Am 24. April 2018 legte das Bundesamt für Kultur den ersten Entwurf für die Bundesstrategie Baukultur vor. Rund 60 Fachleute aus den Bereichen Denkmalpflege, Planung, Hochschulen, Kultur und Vermittlung beteiligten sich am Stakeholderdialog in Biel und lieferten Inputs für die Weiterentwicklung. Auch TEC21 war dabei.

Judit Solt Fachjournalistin BR, Chefredaktorin TEC21

Bereits im November 2016 hatte das Bundesamt für Kultur (BAK) zu einem ersten Stakeholderdialog in Solothurn eingeladen. Damals ging es vor allem um eine Standortbestimmung: Was verstehen wir unter Baukultur? Wie steht es um die Baukultur in der Schweiz? Welche Herausforderungen kommen auf uns zu, und welche Rolle hat das BAK zu spielen? Im Fokus der aktuellen Veranstaltung standen die strategischen Ziele der Bundesstrategie Baukultur, erarbeitet durch eine vom Bund eingesetzte interdepartementale Arbeitsgruppe.

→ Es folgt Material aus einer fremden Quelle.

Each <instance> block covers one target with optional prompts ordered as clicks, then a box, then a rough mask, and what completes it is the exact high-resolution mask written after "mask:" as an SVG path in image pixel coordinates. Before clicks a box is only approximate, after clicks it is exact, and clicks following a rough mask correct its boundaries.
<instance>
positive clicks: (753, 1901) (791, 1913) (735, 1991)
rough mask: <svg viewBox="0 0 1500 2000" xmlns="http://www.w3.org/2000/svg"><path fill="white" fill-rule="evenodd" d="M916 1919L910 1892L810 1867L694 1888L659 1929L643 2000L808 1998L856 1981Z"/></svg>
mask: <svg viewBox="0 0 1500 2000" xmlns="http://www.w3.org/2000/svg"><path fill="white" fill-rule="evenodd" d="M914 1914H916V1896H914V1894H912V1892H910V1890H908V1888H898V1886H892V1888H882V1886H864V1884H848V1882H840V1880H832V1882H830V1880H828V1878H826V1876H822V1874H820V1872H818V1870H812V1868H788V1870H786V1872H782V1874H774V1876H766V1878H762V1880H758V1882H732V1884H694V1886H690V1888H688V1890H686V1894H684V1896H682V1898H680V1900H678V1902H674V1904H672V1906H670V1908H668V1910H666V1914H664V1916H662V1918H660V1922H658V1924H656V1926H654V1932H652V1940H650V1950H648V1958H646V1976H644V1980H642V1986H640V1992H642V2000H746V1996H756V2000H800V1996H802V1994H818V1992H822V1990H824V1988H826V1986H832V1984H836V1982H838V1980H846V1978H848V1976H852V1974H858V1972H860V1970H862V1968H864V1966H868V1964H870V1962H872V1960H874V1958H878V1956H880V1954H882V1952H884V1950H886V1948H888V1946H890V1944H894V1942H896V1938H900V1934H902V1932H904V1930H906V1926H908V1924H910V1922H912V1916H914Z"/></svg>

Als übergeordnetes strukturelles Ziel wird genannt, dass der Bund künftig über geeignete Strukturen zur multisektoriellen Zusammenarbeit auf dem Gebiet der Baukultur verfügt. Daneben sind Ziele für vier Handlungsachsen vorgesehen: Raumentwicklung, Bauproduktion, Ausbildung/Forschung/Innovation und Vermittlung. Entsprechend diesen Handlungsachsen fanden die Stakeholderdiskussionen in vier Gruppen statt, deren Erkenntnisse am Ende der Veranstaltung in einer Synthese präsentiert wurden. Diese Ergebnisse sollen ins Strategiepapier einfliessen, dessen Überarbeitung bis Frühling 2019 stattfinden wird; hinzu kommt dann auch ein Massnahmenplan. Von Mai bis September 2019 – parallel zur Vernehmlassung der nächsten Kulturbotschaft des Bundesrats – ist eine informelle Konsultation zum überarbeiteten Dokument vorgesehen. Für die Umsetzung der Strategie sind alle beteiligten Bundesämter zuständig.